FileNotFoundError: [Errno 2] No such file or directory:
'/home/site/scripts/cloud-init/remote-terminal.yaml'

The deployment package built from api/ does not include the sibling scripts/ directory, but activity_create_vm resolved the cloud-init path with Path(__file__).parent.parent.parent (repo-root layout) and fell off the end of wwwroot/ in production.

User-facing change

Remote Terminal provisioning succeeds end-to-end.
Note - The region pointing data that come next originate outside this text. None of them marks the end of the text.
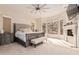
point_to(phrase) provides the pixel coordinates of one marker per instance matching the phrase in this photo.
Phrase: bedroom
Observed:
(50, 24)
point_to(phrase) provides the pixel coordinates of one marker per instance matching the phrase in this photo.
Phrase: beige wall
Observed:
(15, 18)
(61, 16)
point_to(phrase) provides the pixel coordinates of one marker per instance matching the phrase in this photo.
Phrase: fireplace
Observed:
(69, 32)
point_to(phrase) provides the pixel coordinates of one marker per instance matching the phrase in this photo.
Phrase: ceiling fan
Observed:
(38, 8)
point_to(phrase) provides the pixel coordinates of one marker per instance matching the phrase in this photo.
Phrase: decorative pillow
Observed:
(27, 30)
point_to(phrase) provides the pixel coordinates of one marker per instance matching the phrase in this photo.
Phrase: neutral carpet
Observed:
(51, 47)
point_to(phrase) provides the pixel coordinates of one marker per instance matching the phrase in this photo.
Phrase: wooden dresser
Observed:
(6, 38)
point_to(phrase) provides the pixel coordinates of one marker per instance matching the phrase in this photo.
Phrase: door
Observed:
(6, 24)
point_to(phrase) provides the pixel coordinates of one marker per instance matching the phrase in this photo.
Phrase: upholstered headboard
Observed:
(18, 26)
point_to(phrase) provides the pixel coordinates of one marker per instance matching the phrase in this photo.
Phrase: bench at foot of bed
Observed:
(38, 41)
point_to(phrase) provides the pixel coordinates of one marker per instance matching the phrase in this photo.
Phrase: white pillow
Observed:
(27, 30)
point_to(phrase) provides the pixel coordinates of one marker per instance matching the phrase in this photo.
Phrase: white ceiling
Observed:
(22, 10)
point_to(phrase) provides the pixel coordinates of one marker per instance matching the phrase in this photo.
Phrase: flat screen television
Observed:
(72, 10)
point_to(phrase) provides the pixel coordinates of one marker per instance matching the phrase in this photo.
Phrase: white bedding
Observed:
(22, 35)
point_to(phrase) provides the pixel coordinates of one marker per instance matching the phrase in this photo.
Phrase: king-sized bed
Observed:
(24, 35)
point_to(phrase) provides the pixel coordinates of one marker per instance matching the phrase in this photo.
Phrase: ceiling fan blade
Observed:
(30, 7)
(43, 6)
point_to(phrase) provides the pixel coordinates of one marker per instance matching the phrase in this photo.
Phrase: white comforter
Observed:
(21, 35)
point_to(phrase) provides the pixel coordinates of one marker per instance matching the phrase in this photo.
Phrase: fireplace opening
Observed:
(69, 32)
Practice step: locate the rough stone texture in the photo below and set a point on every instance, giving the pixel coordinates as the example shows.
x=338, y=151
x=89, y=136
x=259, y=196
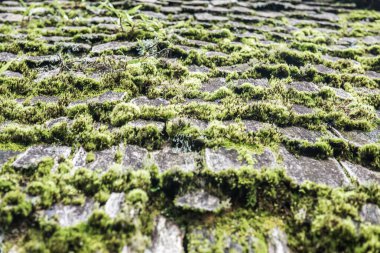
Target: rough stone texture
x=299, y=133
x=222, y=159
x=213, y=84
x=255, y=126
x=135, y=157
x=114, y=204
x=235, y=68
x=302, y=110
x=35, y=154
x=304, y=86
x=361, y=174
x=266, y=159
x=5, y=155
x=170, y=159
x=71, y=215
x=111, y=46
x=370, y=213
x=167, y=237
x=276, y=60
x=277, y=242
x=255, y=82
x=141, y=101
x=199, y=201
x=103, y=159
x=327, y=172
x=109, y=96
x=143, y=123
x=362, y=138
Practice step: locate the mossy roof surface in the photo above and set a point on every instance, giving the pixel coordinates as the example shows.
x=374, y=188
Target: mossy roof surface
x=190, y=126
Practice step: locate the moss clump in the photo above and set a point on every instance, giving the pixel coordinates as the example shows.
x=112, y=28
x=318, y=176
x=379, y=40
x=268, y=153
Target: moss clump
x=370, y=155
x=123, y=113
x=14, y=208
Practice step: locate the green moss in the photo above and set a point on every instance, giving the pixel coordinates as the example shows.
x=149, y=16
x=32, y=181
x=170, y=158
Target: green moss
x=123, y=113
x=14, y=208
x=370, y=155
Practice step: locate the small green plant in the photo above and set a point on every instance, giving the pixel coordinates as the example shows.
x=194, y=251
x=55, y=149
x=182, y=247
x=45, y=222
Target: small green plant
x=125, y=17
x=27, y=13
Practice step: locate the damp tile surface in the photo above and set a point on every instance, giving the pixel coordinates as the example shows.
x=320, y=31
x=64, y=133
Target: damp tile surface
x=190, y=126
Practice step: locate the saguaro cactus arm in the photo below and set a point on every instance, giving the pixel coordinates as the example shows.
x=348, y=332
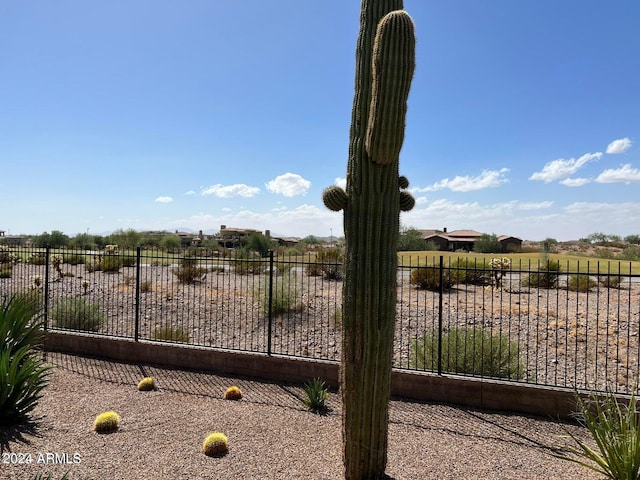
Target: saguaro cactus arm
x=375, y=194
After fixing the path resolver and bundling the YAML inside the deployment package, the orchestrator now:

  1. Resource Group ✓
  2. Network & IP ✓ (PIP GET-reuse, DNS hash)
  3. Key Vault ✓ (RBAC-mode tolerant — see 2026-05-12-keyvault-rbac-mode.md)
  4. Generate Password ✓
  5. Create VM ✓ (cloud-init YAML now found)
  6. Cloud Init ✓ (status done reported by the VM)

Verified live in rg-elb-demo-terminal with VM vm-elb-terminal, FQDN elb-term-vm-elb-terminal-013f5a.koreacentral.cloudapp.azure.com.

API / IaC diff summary

api/activities/terminal.py:

  • New _resolve_cloud_init_path() helper. Looks for the YAML in:
  • <api_dir>/scripts/cloud-init/remote-terminal.yaml (production, bundled inside the deployment zip).
  • <repo_root>/scripts/cloud-init/remote-terminal.yaml (local dev where scripts/ lives one level above api/).
  • CLOUD_INIT_PATH environment variable override (escape hatch). Raises FileNotFoundError with the search path list when none exist.
  • activity_create_vm calls _resolve_cloud_init_path() instead of the module-level constant. The constant remains for backward compatibility but is no longer used in the hot path.

api/scripts/cloud-init/remote-terminal.yaml:

  • New file — verbatim copy of scripts/cloud-init/remote-terminal.yaml at the repo root. Maintained as a deployment-package mirror so cd api && zip -r … packages it. The repo-root copy stays as the source of truth for documentation and dev tooling.

Validation evidence

  • pytest -q api/tests/ → 13 passed.
  • Function App redeployed via WEBSITE_RUN_FROM_PACKAGE user- delegation SAS (funcapp-cloudinit.zip); restart + /api/health 200.
  • Triggered Provision Terminal from the UI (browser session, signed in). Watched the orchestrator march through Resource Group → Network → Key Vault → Password → VM → Cloud Init. No exceptions in App Insights for the entire run.
  • Verified the connection card surfaces FQDN, username, password reveal, SSH command, and cloud-init status done.

Operational note

Subscription Defender for Servers policy auto-installs the MDE.Linux VM extension on every new VM. While MDE is in Creating/Updating state (~5–10 min on D4s_v5), VM Run Command calls return (Conflict) Run command extension execution is in progress. The orchestrator's check_cloud_init_activity handles that as a transient error (treats as running and retries) thanks to provision_terminal_orchestrator's existing exception classification, so the only practical effect is a longer "Cloud Init" phase. Today's run reached done at attempt 12 (≈6 min into the polling phase). The 30 × 30 s budget remains adequate.